Par ailleurs, la Cour de cassation indique que pour rejeter la demande du plaideur visant le retrait
des autres expressions et du visuel, la cour d’appel a constaté que le terme « les sens » était utilisé
pour faire trouver au participant la bonne association culinaire entre chaque type de single malt et
des plats ; que sous le titre « l’originalité », il lui était proposé de retrouver les arômes et saveurs
qui composent les quatre single malt de la marque de whisky, etc. La Cour de cassation juge qu’«
en statuant ainsi, alors qu’il résultait de ses constatations qu’aucun des éléments litigieux ne
constituait une simple indication et que, dans le contexte du jeu-concours présenté sur le site qui
visait à promouvoir une image d’excellence des produits de la marque et à valoriser les
consommateurs, les références à la couleur et aux caractéristiques olfactives et gustatives du
produit dépassaient les limites de l’objectivité », la cour d’appel a violé l’article L. 3323-4 du code
de la santé publique.

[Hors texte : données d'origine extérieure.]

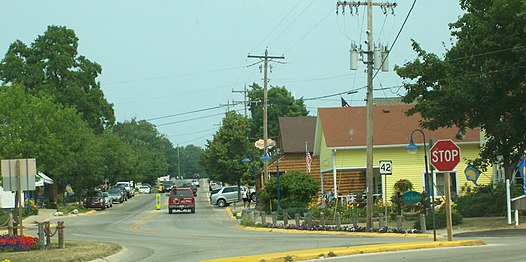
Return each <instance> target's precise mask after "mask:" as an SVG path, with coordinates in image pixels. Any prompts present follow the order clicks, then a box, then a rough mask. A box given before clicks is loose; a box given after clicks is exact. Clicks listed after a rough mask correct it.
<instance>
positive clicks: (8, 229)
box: [7, 213, 15, 236]
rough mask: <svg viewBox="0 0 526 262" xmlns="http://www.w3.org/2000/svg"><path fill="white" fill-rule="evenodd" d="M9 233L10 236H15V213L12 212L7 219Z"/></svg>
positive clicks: (8, 231)
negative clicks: (13, 219) (14, 218)
mask: <svg viewBox="0 0 526 262" xmlns="http://www.w3.org/2000/svg"><path fill="white" fill-rule="evenodd" d="M7 232H8V233H7V234H8V235H10V236H14V235H15V228H14V223H13V214H12V213H9V218H8V220H7Z"/></svg>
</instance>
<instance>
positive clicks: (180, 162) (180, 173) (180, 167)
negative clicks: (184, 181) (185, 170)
mask: <svg viewBox="0 0 526 262" xmlns="http://www.w3.org/2000/svg"><path fill="white" fill-rule="evenodd" d="M177 176H178V177H179V179H181V158H180V157H179V145H177Z"/></svg>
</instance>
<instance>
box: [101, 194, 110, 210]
mask: <svg viewBox="0 0 526 262" xmlns="http://www.w3.org/2000/svg"><path fill="white" fill-rule="evenodd" d="M102 196H103V197H104V203H105V204H106V207H107V208H110V207H113V198H112V197H111V196H110V194H109V193H108V192H102Z"/></svg>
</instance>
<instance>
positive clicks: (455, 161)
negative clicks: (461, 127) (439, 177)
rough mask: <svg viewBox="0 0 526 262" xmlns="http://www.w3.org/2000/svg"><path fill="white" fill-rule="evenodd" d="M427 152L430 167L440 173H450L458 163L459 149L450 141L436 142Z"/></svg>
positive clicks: (448, 139) (445, 139)
mask: <svg viewBox="0 0 526 262" xmlns="http://www.w3.org/2000/svg"><path fill="white" fill-rule="evenodd" d="M429 152H430V154H431V157H430V160H431V165H432V166H433V167H434V168H435V169H436V170H438V171H440V172H451V171H453V169H455V167H456V166H457V165H458V163H459V162H460V147H458V146H457V145H456V144H455V143H454V142H453V141H452V140H451V139H444V140H438V141H437V142H436V143H435V144H434V145H433V147H431V149H430V150H429Z"/></svg>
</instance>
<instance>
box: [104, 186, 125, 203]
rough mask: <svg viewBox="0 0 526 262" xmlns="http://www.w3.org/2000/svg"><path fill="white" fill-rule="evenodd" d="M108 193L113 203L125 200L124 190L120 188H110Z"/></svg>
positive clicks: (124, 200) (119, 201) (123, 200)
mask: <svg viewBox="0 0 526 262" xmlns="http://www.w3.org/2000/svg"><path fill="white" fill-rule="evenodd" d="M108 194H110V196H111V197H112V198H113V202H114V203H122V202H124V201H126V199H127V198H126V191H124V190H122V188H110V189H109V190H108Z"/></svg>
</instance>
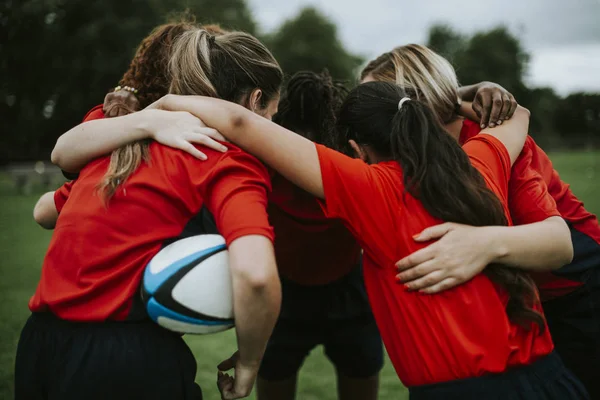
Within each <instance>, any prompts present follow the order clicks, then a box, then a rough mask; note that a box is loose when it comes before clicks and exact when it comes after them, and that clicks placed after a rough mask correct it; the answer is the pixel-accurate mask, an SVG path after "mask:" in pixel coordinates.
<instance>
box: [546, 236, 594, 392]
mask: <svg viewBox="0 0 600 400" xmlns="http://www.w3.org/2000/svg"><path fill="white" fill-rule="evenodd" d="M571 235H572V239H573V247H574V250H575V254H576V256H575V258H574V259H573V262H572V263H571V264H569V265H567V266H565V267H563V268H560V269H559V270H557V271H555V273H556V274H558V275H562V276H564V277H566V278H569V279H572V280H577V281H580V282H582V283H583V286H581V287H580V288H578V289H577V290H576V291H575V292H573V293H570V294H568V295H566V296H562V297H558V298H555V299H552V300H549V301H545V302H544V303H543V304H542V306H543V308H544V314H545V315H546V319H547V321H548V327H549V329H550V333H551V334H552V339H553V341H554V345H555V348H556V351H557V352H558V354H560V356H561V358H562V359H563V361H564V363H565V365H566V366H567V368H569V369H570V370H571V371H573V373H574V374H575V375H576V376H577V377H578V378H579V379H580V380H581V381H582V382H583V384H584V385H585V387H586V388H587V390H588V392H590V396H591V398H592V399H600V245H598V243H596V242H595V241H593V240H592V239H591V238H590V237H588V236H586V235H584V234H583V233H580V232H578V231H575V230H571Z"/></svg>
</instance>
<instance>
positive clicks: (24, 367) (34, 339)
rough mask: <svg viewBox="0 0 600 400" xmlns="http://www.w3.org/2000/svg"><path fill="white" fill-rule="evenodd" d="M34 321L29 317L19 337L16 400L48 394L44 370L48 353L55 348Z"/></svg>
mask: <svg viewBox="0 0 600 400" xmlns="http://www.w3.org/2000/svg"><path fill="white" fill-rule="evenodd" d="M33 324H34V322H33V321H32V317H29V319H28V320H27V322H26V323H25V326H24V327H23V330H22V331H21V336H20V338H19V344H18V345H17V354H16V357H15V400H43V399H46V398H47V395H46V393H45V391H44V389H43V386H44V382H45V381H46V380H47V379H48V377H47V376H46V374H45V373H44V372H45V370H42V367H43V366H44V364H46V363H47V361H46V354H47V353H48V352H52V351H53V349H52V348H51V347H49V346H48V340H47V338H46V335H45V333H44V332H39V331H38V330H36V329H35V327H34V326H32V325H33Z"/></svg>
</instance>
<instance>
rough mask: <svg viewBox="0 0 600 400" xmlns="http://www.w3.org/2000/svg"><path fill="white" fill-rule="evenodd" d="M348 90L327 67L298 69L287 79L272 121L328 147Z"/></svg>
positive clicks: (283, 126) (332, 135) (333, 142)
mask: <svg viewBox="0 0 600 400" xmlns="http://www.w3.org/2000/svg"><path fill="white" fill-rule="evenodd" d="M347 94H348V90H347V89H346V87H345V86H344V85H343V83H342V82H339V81H334V80H333V79H332V78H331V75H329V72H328V71H327V70H323V72H321V73H320V74H317V73H314V72H311V71H300V72H297V73H296V74H294V76H292V78H291V79H290V80H289V81H288V83H287V85H286V87H285V89H284V93H283V94H282V97H281V100H280V101H279V109H278V112H277V114H275V116H274V117H273V122H275V123H277V124H279V125H281V126H283V127H284V128H287V129H289V130H291V131H293V132H296V133H297V134H299V135H302V136H304V137H306V138H307V139H310V140H312V141H313V142H316V143H320V144H323V145H325V146H328V147H332V148H336V149H337V148H340V146H341V143H337V141H336V140H335V136H336V135H335V134H334V130H335V124H336V116H337V113H338V111H339V109H340V107H341V105H342V102H343V101H344V98H345V97H346V95H347Z"/></svg>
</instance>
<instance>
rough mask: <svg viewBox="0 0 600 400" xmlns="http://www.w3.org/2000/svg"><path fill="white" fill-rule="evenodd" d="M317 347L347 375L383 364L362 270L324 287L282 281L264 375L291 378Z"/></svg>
mask: <svg viewBox="0 0 600 400" xmlns="http://www.w3.org/2000/svg"><path fill="white" fill-rule="evenodd" d="M318 345H323V346H324V347H325V354H326V355H327V357H328V358H329V360H331V362H332V363H333V364H334V365H335V367H336V370H337V371H338V372H339V373H341V374H343V375H344V376H346V377H349V378H368V377H372V376H375V375H377V374H378V373H379V371H380V370H381V368H382V367H383V344H382V342H381V337H380V336H379V330H378V329H377V325H376V324H375V320H374V318H373V314H372V313H371V307H370V305H369V301H368V298H367V294H366V292H365V288H364V284H363V281H362V270H361V269H360V268H356V269H355V270H353V271H352V272H351V273H350V274H348V275H347V276H345V277H343V278H341V279H339V280H338V281H335V282H332V283H330V284H327V285H321V286H303V285H298V284H296V283H293V282H290V281H287V280H285V279H282V305H281V315H280V317H279V319H278V320H277V324H276V325H275V329H274V330H273V334H272V335H271V338H270V339H269V343H268V344H267V349H266V351H265V355H264V357H263V361H262V364H261V367H260V371H259V376H260V377H261V378H263V379H266V380H270V381H277V380H283V379H288V378H291V377H292V376H294V375H296V374H297V372H298V370H299V369H300V367H301V366H302V363H303V362H304V359H305V358H306V356H307V355H308V354H309V353H310V351H311V350H312V349H314V348H315V347H316V346H318Z"/></svg>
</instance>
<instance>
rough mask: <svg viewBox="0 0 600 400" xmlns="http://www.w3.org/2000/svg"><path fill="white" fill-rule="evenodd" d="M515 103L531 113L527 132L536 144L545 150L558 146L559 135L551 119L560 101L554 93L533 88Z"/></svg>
mask: <svg viewBox="0 0 600 400" xmlns="http://www.w3.org/2000/svg"><path fill="white" fill-rule="evenodd" d="M517 101H519V102H520V103H521V104H523V105H524V106H525V107H527V108H529V111H531V119H530V121H529V131H530V134H531V136H532V137H533V138H534V139H535V141H536V142H537V144H538V145H540V146H541V147H543V148H546V149H550V148H553V147H557V146H560V137H559V133H558V130H557V129H556V124H555V123H554V118H553V117H552V116H553V115H554V113H555V112H556V110H557V109H558V107H559V103H560V101H561V99H560V97H558V95H557V94H556V92H555V91H554V90H553V89H552V88H547V87H544V88H534V89H530V90H528V91H527V92H526V94H525V97H524V98H522V99H519V98H517Z"/></svg>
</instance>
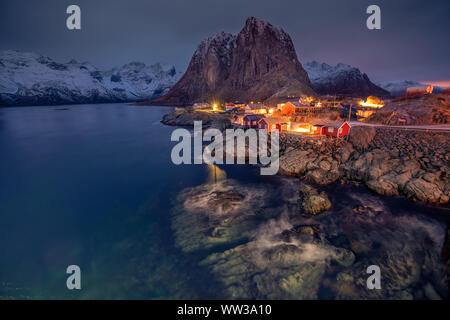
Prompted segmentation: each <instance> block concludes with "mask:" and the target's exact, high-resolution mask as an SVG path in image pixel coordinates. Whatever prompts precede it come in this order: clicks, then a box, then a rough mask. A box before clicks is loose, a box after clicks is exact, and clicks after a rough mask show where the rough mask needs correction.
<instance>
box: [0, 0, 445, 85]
mask: <svg viewBox="0 0 450 320" xmlns="http://www.w3.org/2000/svg"><path fill="white" fill-rule="evenodd" d="M70 4H77V5H79V6H80V7H81V13H82V19H81V20H82V21H81V26H82V30H77V31H69V30H68V29H67V28H66V18H67V14H66V8H67V6H68V5H70ZM371 4H377V5H379V6H380V7H381V27H382V30H368V29H367V28H366V19H367V17H368V15H367V14H366V13H365V11H366V8H367V6H368V5H371ZM449 13H450V1H449V0H428V1H424V0H422V1H419V0H390V1H380V0H370V1H366V0H339V1H336V0H311V1H305V0H276V1H267V0H239V1H238V0H221V1H219V0H70V1H66V0H39V1H25V0H0V50H5V49H14V50H21V51H32V52H36V53H40V54H43V55H46V56H49V57H51V58H54V59H55V60H56V61H59V62H65V61H69V60H70V59H72V58H74V59H77V60H80V61H89V62H92V63H93V64H94V65H96V66H98V67H99V68H102V69H105V68H110V67H113V66H118V65H121V64H125V63H127V62H130V61H142V62H145V63H153V62H163V63H167V64H173V65H175V66H176V68H177V69H179V70H180V71H184V70H185V68H186V67H187V65H188V63H189V60H190V58H191V56H192V53H193V52H194V50H195V48H196V46H197V45H198V44H199V42H200V41H201V40H202V39H204V38H205V37H208V36H211V35H213V34H215V33H217V32H220V31H225V32H230V33H233V34H236V33H238V32H239V31H240V30H241V29H242V27H243V25H244V22H245V19H246V18H247V17H249V16H256V17H258V18H261V19H265V20H267V21H269V22H270V23H272V24H273V25H275V26H278V27H281V28H283V29H284V30H285V31H287V32H288V33H289V34H290V36H291V37H292V40H293V42H294V45H295V48H296V50H297V55H298V57H299V60H300V62H302V63H304V62H308V61H311V60H317V61H320V62H327V63H329V64H336V63H338V62H343V63H347V64H350V65H352V66H355V67H358V68H360V69H361V71H363V72H365V73H367V74H368V75H369V77H370V78H371V79H372V80H373V81H385V80H398V79H401V80H404V79H406V80H416V81H434V82H436V81H446V82H448V83H450V74H449V73H450V72H449V70H450V59H449V52H450V41H449V34H450V17H449Z"/></svg>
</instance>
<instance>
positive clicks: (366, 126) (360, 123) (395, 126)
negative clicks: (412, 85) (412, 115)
mask: <svg viewBox="0 0 450 320" xmlns="http://www.w3.org/2000/svg"><path fill="white" fill-rule="evenodd" d="M349 124H350V126H352V127H357V126H360V127H383V128H392V129H404V130H435V131H450V125H449V124H433V125H404V126H390V125H385V124H375V123H365V122H359V121H350V122H349Z"/></svg>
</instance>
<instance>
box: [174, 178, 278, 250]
mask: <svg viewBox="0 0 450 320" xmlns="http://www.w3.org/2000/svg"><path fill="white" fill-rule="evenodd" d="M266 198H267V190H265V189H264V188H258V187H246V186H242V185H240V184H238V183H237V182H236V181H234V180H223V181H219V182H217V183H207V184H203V185H200V186H197V187H194V188H188V189H186V190H184V191H182V192H181V193H180V194H179V196H178V197H177V206H176V207H175V210H174V213H173V219H172V229H173V230H174V232H175V242H176V245H177V246H179V247H180V248H181V249H182V250H183V251H185V252H191V251H195V250H202V249H209V248H212V247H214V246H217V245H221V244H230V243H234V242H237V241H241V240H244V239H247V238H248V237H249V236H250V235H251V233H252V231H253V230H254V229H255V227H256V226H257V225H258V224H259V222H260V221H262V220H264V219H266V217H267V216H269V217H270V216H271V215H273V214H275V213H276V212H274V211H273V210H263V206H264V204H265V201H266Z"/></svg>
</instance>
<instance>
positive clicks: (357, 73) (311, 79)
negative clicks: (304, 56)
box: [304, 61, 389, 97]
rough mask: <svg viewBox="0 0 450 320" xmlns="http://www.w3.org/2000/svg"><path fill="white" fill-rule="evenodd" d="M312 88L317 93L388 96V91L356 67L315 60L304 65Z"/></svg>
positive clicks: (341, 63)
mask: <svg viewBox="0 0 450 320" xmlns="http://www.w3.org/2000/svg"><path fill="white" fill-rule="evenodd" d="M304 67H305V70H306V71H307V72H308V75H309V78H310V80H311V82H312V84H313V88H314V90H315V91H316V92H317V93H319V94H342V95H349V96H359V97H364V96H371V95H372V96H388V95H389V92H388V91H386V90H384V89H383V88H380V87H379V86H377V85H375V84H374V83H373V82H371V81H370V79H369V77H368V76H367V75H366V74H365V73H362V72H361V71H360V70H359V69H358V68H354V67H352V66H349V65H347V64H343V63H338V64H337V65H336V66H330V65H328V64H326V63H320V62H317V61H312V62H308V63H306V64H305V65H304Z"/></svg>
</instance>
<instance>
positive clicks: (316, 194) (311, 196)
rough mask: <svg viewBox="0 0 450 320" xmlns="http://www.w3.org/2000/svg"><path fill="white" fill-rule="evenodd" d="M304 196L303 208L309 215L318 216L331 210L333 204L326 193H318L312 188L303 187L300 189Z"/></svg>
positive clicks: (311, 187) (302, 200) (302, 204)
mask: <svg viewBox="0 0 450 320" xmlns="http://www.w3.org/2000/svg"><path fill="white" fill-rule="evenodd" d="M300 193H301V194H302V199H303V200H302V205H301V208H302V209H303V211H305V212H306V213H308V214H312V215H316V214H318V213H320V212H323V211H327V210H330V209H331V202H330V199H328V196H327V194H326V193H325V192H323V191H322V192H320V193H319V192H318V191H317V190H316V189H314V188H313V187H310V186H306V185H305V186H302V187H301V188H300Z"/></svg>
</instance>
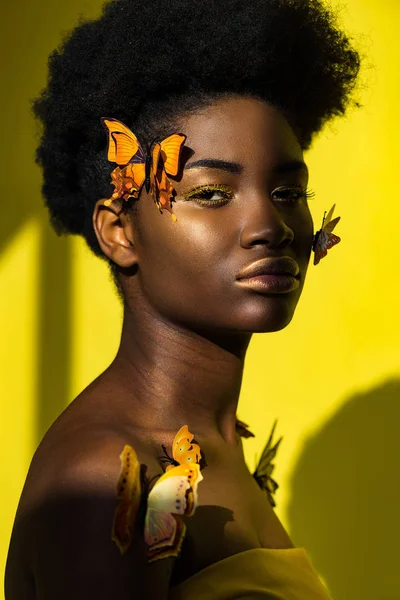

On remarquera que la Cour de cassation évoque à plusieurs reprises dans cet
arrêt la notion d’élitisme et de valorisation du consommateur du produit.
Enfin, notons que dans son arrêt du 8 juin 2010, la cour d’appel avait jugé que les jeux et concours
en ligne ne sont pas répertoriés dans la liste autorisant exclusivement certaines formes de
propagande ou publicité pour l’alcool telle que prévue à l’article L. 3323-2 du code de la santé
publique. La Cour de cassation, quant à elle, ne s’est pas prononcée sur ce point dans cet arrêt.